The Canadian experience is that it’s very hard to care about Columbus discourse but you still see almost as much of it you would if you were an American.
It’s an incredibly annoying topic because it transparently has nothing whatsoever to do with Columbus – the pro side just uplifts him as an avatar of American mythology, but despite their fixation on enumerating the (actual, serious) evils Columbus committed, the anti side also only cares about him in that capacity, it’s just that they propound a competing mythology where America is evil. (This is a far more accurate mythology, but that owes less to the wisdom of the American left than the fact that classifying any large, powerful nation as evil has a fantastic ROC curve.) Not even the people whose ancestors were killed by Columbus care about Columbus specifically! He’s a stand-in for genocidal American colonialism on the whole.

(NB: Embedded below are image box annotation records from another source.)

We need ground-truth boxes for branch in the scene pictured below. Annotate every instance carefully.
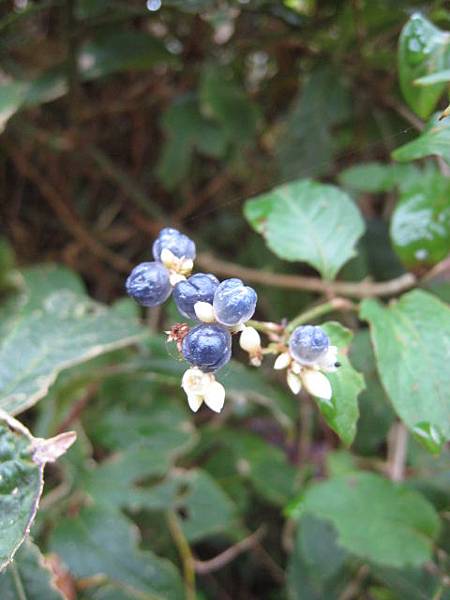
[194,527,265,575]
[196,254,417,298]
[386,421,408,481]
[7,144,131,273]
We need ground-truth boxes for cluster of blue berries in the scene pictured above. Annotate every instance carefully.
[126,228,257,373]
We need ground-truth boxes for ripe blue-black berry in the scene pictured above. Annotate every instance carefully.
[125,262,172,307]
[181,324,231,373]
[289,325,330,363]
[173,273,219,319]
[152,227,195,260]
[213,279,258,327]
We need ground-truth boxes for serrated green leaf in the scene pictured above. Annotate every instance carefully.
[0,411,76,571]
[287,515,349,600]
[349,329,395,455]
[0,540,64,600]
[414,69,450,86]
[390,171,450,269]
[300,472,439,567]
[392,115,450,163]
[315,322,365,445]
[0,421,43,571]
[0,270,142,414]
[79,31,177,80]
[174,469,236,542]
[360,290,450,450]
[398,13,450,118]
[50,506,183,600]
[244,179,364,279]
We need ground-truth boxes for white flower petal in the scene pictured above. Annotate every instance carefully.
[161,248,179,269]
[291,360,302,375]
[239,327,261,354]
[177,258,194,275]
[301,369,333,400]
[316,346,338,371]
[194,302,216,323]
[287,371,302,395]
[169,271,186,287]
[273,352,291,371]
[204,381,225,412]
[187,394,203,412]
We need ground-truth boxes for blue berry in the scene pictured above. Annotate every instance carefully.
[173,273,219,319]
[181,324,231,373]
[289,325,330,363]
[125,262,172,306]
[213,279,258,327]
[152,227,195,260]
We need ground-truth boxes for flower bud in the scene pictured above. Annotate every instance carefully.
[194,302,216,323]
[239,327,261,354]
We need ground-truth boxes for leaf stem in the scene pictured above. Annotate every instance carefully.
[286,298,358,333]
[10,562,27,600]
[196,254,417,298]
[166,510,197,600]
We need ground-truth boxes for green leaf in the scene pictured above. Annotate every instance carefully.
[292,472,439,567]
[392,116,450,163]
[0,270,142,414]
[0,540,64,600]
[414,69,450,86]
[339,162,421,194]
[276,67,350,180]
[349,329,395,455]
[174,469,236,542]
[391,170,450,269]
[0,411,76,571]
[315,322,365,445]
[244,179,364,279]
[79,31,176,80]
[360,290,450,451]
[287,515,349,600]
[50,506,183,600]
[398,13,450,118]
[0,420,43,570]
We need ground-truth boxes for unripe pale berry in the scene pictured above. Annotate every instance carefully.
[213,278,258,327]
[289,325,330,364]
[152,227,195,261]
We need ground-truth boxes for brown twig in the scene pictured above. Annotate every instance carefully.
[6,144,131,273]
[196,254,417,298]
[194,527,265,575]
[386,421,408,481]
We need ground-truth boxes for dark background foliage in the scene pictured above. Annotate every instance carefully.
[0,0,450,600]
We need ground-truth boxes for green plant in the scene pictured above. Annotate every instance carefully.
[0,0,450,600]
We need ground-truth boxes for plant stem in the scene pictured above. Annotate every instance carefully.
[196,253,417,298]
[167,510,193,600]
[387,421,408,481]
[286,298,358,333]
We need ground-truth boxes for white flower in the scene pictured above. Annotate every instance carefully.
[301,369,333,400]
[239,327,262,367]
[181,367,225,413]
[194,302,216,323]
[273,346,339,401]
[161,248,194,285]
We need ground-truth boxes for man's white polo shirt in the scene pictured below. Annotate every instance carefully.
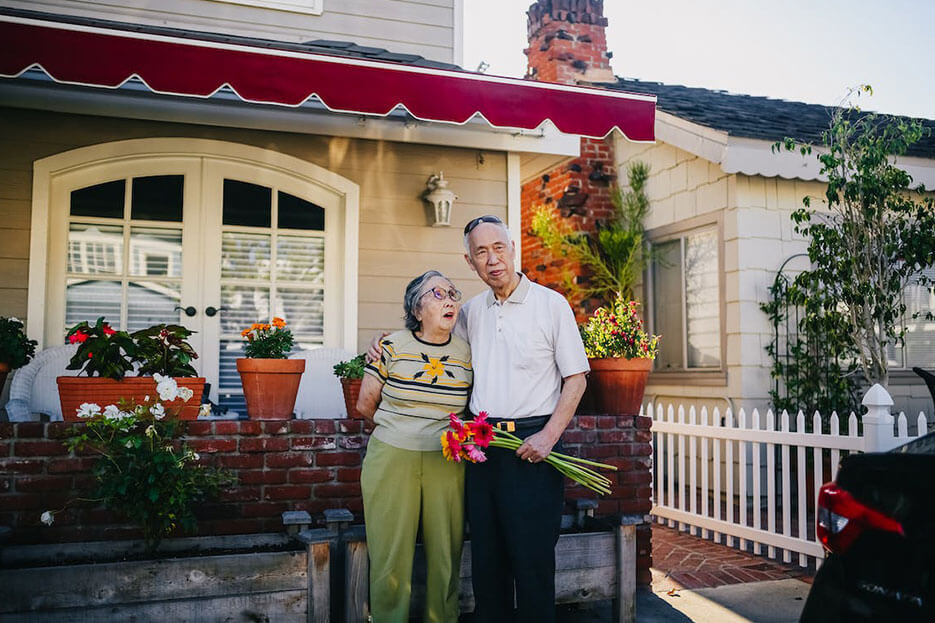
[455,274,590,418]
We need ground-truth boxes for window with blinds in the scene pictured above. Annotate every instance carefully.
[62,175,184,335]
[218,179,325,412]
[649,229,721,370]
[887,267,935,370]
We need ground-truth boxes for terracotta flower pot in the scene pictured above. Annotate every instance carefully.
[341,377,364,420]
[237,358,305,420]
[588,357,653,415]
[56,376,205,422]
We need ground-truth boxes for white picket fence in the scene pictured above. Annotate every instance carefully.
[644,385,928,567]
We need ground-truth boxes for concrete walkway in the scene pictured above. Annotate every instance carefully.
[636,524,811,623]
[558,524,811,623]
[636,524,811,623]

Anyway, this is bothersome because the putative issue of “let’s not honour Columbus since he sucks” is trivially solved by replacing him with a better avatar of positive American mythology. It’d be pretty easy to get bipartisan support with a good alternative! It’s not like with Washington; nobody is really that attached to the guy. However, the kind of people criticizing Columbus don’t want to do that because their actual goal is to dismantle positive American mythology entirely, so the entire thing is just this obnoxiously indirect parable about the moral worth of America staged using a Columbus hand-puppet. Just talk about America directly and stop beating around the bush! (While I disagree with their political takes more often than not, @mitigatedchaos had a similar comment about Lee today that was fairly on-point.)
Oh, just wait until I tie it into how to carry out a form of expansionistic foreign policy. You’ll regret posting this then.